After the Senate passed their signature climate, tax, and healthcare package Sunday, the action turns to the House. But for dozens of House Democrats, the measure’s uncertain economic impact is not their only risk in backing the bill.
The measure, which includes a host of tax increases, is once again highlighting failed pledges by many House Democrats representing pricey coastal areas to oppose any tax bill unless it also restores the federal income tax deduction for state and local taxes.
Dozens of House Democrats from California, New York, and New Jersey have spent years arguing that the limits on the state and local tax deduction, known as SALT, included in the 2017 Trump administration tax cut package amounted to a big tax increase on middle-class families in areas with either high real estate prices, high state and local taxes – or both.
Many of these same Democrats won their seats after launching aggressive attacks against Republicans for voting for the 2017 tax package that included a $10,000 limit on the SALT deduction.
When they arrived in Congress, these Democrats formed caucuses with the sole mission of repealing the cap, delivered salt bagels around the Capitol to keep the issue on lawmakers’ minds, and as recently as January threatened to block a revised version of the Build Back Better package, a top Biden priority, if it didn’t include the SALT cap repeal.
“We support the president’s agenda, and if there are any efforts that include a change in the tax code, then a SALT fix must be part of it.
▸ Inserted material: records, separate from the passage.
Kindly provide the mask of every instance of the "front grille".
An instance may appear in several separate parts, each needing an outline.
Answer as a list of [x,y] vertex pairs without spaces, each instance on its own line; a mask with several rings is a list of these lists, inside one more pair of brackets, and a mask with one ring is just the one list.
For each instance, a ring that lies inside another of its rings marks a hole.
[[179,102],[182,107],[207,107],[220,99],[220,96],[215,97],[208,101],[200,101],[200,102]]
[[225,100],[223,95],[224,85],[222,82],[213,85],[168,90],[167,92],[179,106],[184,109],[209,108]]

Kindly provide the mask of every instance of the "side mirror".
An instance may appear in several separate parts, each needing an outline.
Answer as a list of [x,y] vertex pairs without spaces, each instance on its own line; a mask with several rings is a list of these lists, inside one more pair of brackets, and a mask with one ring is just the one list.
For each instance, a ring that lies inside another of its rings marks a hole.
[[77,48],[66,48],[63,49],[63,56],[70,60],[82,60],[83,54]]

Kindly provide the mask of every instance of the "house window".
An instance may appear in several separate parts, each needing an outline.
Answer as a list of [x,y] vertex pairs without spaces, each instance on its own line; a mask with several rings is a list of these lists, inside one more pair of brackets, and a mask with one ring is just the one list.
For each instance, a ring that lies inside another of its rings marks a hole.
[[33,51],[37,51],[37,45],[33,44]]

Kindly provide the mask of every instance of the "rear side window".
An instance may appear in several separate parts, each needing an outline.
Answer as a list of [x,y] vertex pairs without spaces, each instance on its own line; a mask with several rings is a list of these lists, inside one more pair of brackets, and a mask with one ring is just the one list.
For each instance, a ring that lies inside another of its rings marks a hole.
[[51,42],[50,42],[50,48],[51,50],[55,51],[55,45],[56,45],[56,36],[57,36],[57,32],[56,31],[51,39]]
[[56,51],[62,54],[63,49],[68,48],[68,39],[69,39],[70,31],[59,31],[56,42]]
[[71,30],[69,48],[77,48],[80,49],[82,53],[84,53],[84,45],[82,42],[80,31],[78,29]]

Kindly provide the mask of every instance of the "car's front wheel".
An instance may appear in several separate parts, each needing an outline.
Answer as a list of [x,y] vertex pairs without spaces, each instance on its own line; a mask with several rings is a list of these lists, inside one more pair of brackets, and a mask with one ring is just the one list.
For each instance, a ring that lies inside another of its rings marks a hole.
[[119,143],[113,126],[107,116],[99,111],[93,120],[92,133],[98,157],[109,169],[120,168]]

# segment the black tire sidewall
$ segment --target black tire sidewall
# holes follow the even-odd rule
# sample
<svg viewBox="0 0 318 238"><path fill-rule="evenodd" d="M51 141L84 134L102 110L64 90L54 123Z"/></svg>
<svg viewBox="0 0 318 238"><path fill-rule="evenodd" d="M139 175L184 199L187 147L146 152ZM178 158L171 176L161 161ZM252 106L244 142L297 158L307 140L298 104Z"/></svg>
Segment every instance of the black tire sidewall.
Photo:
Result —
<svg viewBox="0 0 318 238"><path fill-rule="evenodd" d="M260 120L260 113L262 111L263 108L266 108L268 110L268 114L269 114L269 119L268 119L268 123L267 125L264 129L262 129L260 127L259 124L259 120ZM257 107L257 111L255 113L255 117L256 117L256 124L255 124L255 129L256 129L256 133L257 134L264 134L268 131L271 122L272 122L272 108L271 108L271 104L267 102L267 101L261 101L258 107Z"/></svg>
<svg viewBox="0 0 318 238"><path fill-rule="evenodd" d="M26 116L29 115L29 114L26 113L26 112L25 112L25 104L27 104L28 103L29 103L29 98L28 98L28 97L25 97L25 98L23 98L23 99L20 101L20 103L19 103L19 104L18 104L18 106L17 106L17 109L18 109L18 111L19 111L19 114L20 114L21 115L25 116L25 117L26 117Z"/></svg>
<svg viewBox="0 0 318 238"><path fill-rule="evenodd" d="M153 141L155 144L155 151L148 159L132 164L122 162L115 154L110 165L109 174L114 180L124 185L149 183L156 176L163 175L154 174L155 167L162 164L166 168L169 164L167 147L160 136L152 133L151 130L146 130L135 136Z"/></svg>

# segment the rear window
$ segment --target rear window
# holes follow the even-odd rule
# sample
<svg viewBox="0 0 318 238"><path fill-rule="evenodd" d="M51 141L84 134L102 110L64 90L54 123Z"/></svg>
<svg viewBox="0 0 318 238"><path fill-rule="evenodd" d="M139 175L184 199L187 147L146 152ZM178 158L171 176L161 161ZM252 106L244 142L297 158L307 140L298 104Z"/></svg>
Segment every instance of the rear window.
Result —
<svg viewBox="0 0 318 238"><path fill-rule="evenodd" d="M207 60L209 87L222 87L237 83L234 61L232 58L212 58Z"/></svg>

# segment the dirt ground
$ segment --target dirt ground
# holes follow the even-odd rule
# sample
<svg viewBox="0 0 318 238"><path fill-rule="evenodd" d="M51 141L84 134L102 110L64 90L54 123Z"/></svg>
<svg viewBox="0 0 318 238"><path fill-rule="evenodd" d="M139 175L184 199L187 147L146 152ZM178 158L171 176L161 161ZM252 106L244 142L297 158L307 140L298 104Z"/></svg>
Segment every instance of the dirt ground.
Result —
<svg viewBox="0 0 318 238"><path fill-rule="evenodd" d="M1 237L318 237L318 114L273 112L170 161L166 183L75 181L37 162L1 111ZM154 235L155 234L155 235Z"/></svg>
No SALT, no deal,” Reps. Josh Gottheimer and Mikie Sherrill of New Jersey and Rep. Tom Suozzi of New York said in a statement.
In the end, however, the Democrats caved to their leadership’s pressure and still voted in favor of several big spending bills that either jettisoned the SALT repeal in the final versions or failed to include it at all.
Last year, amid the Democrats’ big push to pass the Build Back Better and other infrastructure packages, California Democratic Reps. Katie Porter and Mike Levin, who represent adjacent coastal Southern California districts, repeatedly and forcefully argued for the SALT cap repeal.
“Today I stand with union leaders and my colleagues who are fighting to repeal the SALT cap,” Levin tweeted in June of last year. “More than 3 million families in CA making below $100,000 claimed the SALT deduction the year before the cap went into effect. Working families are being hurt, and it’s time to fix that.”
“We should crack down on the ultra-wealthy but not at the expense of families in high cost of living areas. Families need SALT relief,” Porter tweeted in a video last fall from her kitchen during consideration of the $3.5 trillion reconciliation package.
During her first campaign for Congress in 2018, Porter repeatedly assailed then-Rep. Mimi Walters, the Republican she toppled from the Orange County seat, for voting for the Trump tax package that included the new SALT limit.
“Make no mistake – by voting for Donald Trump’s tax scam, Mimi Walters sold Orange County families out and raised our taxes,” she tweeted just three days before the election. “That’s the wrong leadership for #CA45. Vote on Nov.